Delhi Metro fares hike: Do not tax commuters unduly

DMRC fares must cover costs but not tax users unduly

By: | Published: November 9, 2016 6:21 AM

Given the Delhi Metro Rail Corporation (DMRC) has been chalking up losses for several years now it is not surprising the fare fixation committee recommended a fare hike—of 25%, from R8 to R10 in the lower bracket and a somewhat steeper 66% revision from R30 to R50 at the higher end. The Delhi government, however, has asked for time to review the recommendation. In absolute terms, the proposed increase at the lower end isn’t really unreasonable. Especially since the last—and only—time, fares were upped was way back in 2009. At that time, fares were increased by 33% from R6 to R8 for the minimum category and R22 to R30 for the higher bracket.

Since then, however, expenses—salaries and electricity—have skyrocketed throwing the economics of the transporter out of gear. Overall, costs have been rising at a faster pace than revenues. While revenues grew11.4% in FY15, costs rose by 18% in FY15 and in the previous year, revenues increased by 19% while costs were up 21%. Consequently, the losses have been climbing—from R7.9 crore in FY13, they rose to R60.73 crore in FY14 and to R275.5 crore in FY15. The moderation in the growth of revenues is partly because fare revenues are rising at a slower pace. In fact, the contribution of fares to total revenues has been coming down—from 46% in FY13 to 43% in FY14 and further to 42% in FY15. While it is creditable that the DMRC has been able to ratchet up non-fare revenues—from feeder buses, rentals and advertisements—thereby not burdening users, it is possible these cannot be increased beyond a point. It is no one’s case that the DMRC should run up costs that it cannot recoup and depend on the state for sustenance. Neither is it desirable the corporation should be over-leveraged and unable to pay off its dues. Given that lines are being added, the interest bill has not come off while expenses on employees jumped 30% in FY15.
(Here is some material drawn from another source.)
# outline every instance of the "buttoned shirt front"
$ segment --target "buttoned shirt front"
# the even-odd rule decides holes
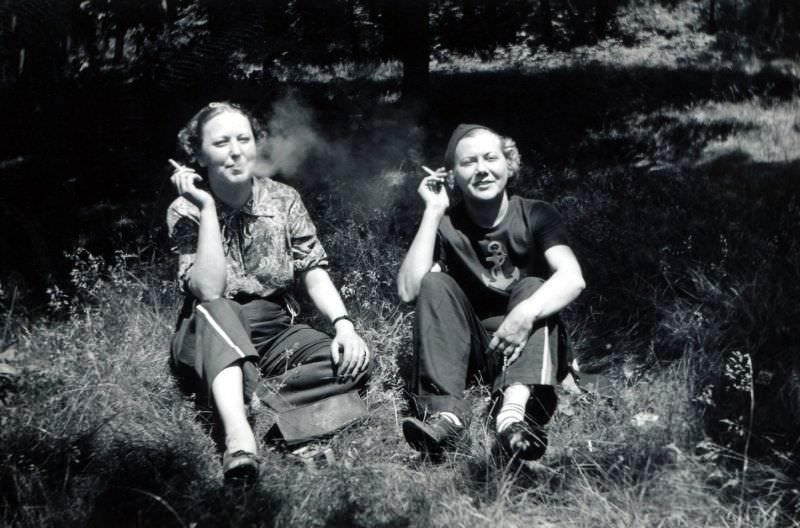
[[[254,178],[253,193],[238,210],[217,203],[227,265],[225,297],[269,297],[292,287],[297,273],[327,267],[328,256],[299,193],[269,178]],[[183,197],[167,210],[178,280],[188,292],[197,254],[199,209]]]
However, the metro is a public good and at the end of the day its usefulness—the sheer convenience that it provides to thousands of commuters—probably outweighs financial considerations, at least up to a point. After all, the trains ferry an average of 24 lakh customers every day travelling across a total stretch of over 200 km. So, it could take a leaf out of the UPA government book, increasing fares gradually just as it was done for petrol. But DMRC must have funds to construct more lines and upgrade the existing infrastructure so that the quality of the service is maintained and travel is not in any way jeopardised. And it must stay solvent.